Elsy est heureuse de ce travail austère, qui, de par sa monotonie et la solitude dans laquelle on l'effectue, pourrait plutôt rendre les gens fous. Elsy, elle, y voit une échappatoire. Mais à quoi?... Que fuit-elle?

Critique:
Cette nouvelle n'est pas trop mal. D'abord, il y a tout un monde, tout un décor complètement créé par l'imagination de l'auteur. Il y a ce musée si immense que les visiteurs peuvent y rester plusieurs jours, voire plusieurs mois. Tout est aménagé pour qu'on puisse y faire de longs séjours: chaque pièce est équipée d'une cabine de douche, d'une banquette pour dormir, et d'un distributeur de nourriture. Et si on se perd, on dispos d'un guide électronique qui nous emmène vers la sortie.
En outre, ce musée où un inventaire nécessite des jours et des jours de marche es impressionnant.
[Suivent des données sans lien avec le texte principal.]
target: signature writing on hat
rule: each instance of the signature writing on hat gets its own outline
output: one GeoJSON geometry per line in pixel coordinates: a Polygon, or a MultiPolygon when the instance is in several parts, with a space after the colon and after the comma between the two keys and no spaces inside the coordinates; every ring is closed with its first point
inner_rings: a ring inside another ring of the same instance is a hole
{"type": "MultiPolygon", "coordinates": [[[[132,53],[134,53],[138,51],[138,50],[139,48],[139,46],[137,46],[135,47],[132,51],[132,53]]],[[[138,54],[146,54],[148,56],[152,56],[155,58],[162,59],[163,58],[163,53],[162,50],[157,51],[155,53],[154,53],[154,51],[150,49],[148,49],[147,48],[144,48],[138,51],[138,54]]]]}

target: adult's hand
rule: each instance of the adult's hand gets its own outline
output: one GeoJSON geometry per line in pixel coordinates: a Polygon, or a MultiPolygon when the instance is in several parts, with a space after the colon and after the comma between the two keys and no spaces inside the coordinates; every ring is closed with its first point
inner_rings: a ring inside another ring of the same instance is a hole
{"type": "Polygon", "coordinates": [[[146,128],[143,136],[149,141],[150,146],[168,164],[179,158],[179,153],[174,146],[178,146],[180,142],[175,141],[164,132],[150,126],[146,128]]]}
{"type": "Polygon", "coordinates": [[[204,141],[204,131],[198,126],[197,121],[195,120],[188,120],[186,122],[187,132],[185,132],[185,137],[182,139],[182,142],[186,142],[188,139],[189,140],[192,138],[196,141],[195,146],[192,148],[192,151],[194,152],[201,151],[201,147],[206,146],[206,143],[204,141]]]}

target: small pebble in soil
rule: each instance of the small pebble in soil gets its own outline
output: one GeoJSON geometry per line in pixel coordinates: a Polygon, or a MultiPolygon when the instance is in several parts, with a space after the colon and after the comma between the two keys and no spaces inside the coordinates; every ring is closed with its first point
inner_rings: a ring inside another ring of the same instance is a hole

Cet inventaire est un autre prétexte pour Brussolo, il lui permet de développer son imagination: par exemple, la carte magnétique qui permet de se servir aux distributeurs de nourriture ne fonctionne que si la personne marche au minimum huit heures par jour. En outre, cette carte ne peut être volée, elle ne peut être activée que par son propriétaire, etc.
Il y a un autre moment où Brussolo montre encore une imagination qui intéresse vivement le lecteur. C'est lorsqu'Elsy travaille sur l'énigme du cube.

D'autre part, La trame de la nouvelle est intéressante. Il y a un peu de suspense, lorsqu'on se demande pourquoi Elsy s'empresse d'aller s'abrutir dans ce musée.

Les personnages ne sont pas vraiment attachants, sauf peut-être Georgesÿ Elsy pourrait l'être, mais personnellement, je ne l'aime pas trop. On dirait qu'elle ne sais pas ce qu'elle veut: sa vie ne lui plaît pas, alors, elle fait autre chose, et elle se retrouve coincée. Puis, elle se réfugie dans le musée. Elle m'énerve un peu. En plus, je n'aime pas ce qu'elle finit par faire... Bon, au moins, à la fin, elle sait ce qu'elle veut. Et c'est vrai qu'il y a de quoi devenir dingue, à déambuler dans ce musée, donc, ce qu'elle fait peut s'expliquer.

Après avoir lu "Docteur squelette" et "La meute" qui m'ont extrêmement déçue, cette nouvelle, qui, à mon avis, est plus fournie en idées, m'a fait plaisir.

Note: cette nouvelle peut se trouver seule, ou bien dans le recueil "Aussi lourd que le vent".

Éditeur: Denoël.
La version audio que j'ai entendue a été enregistrée par Jacqueline Candil Lopez.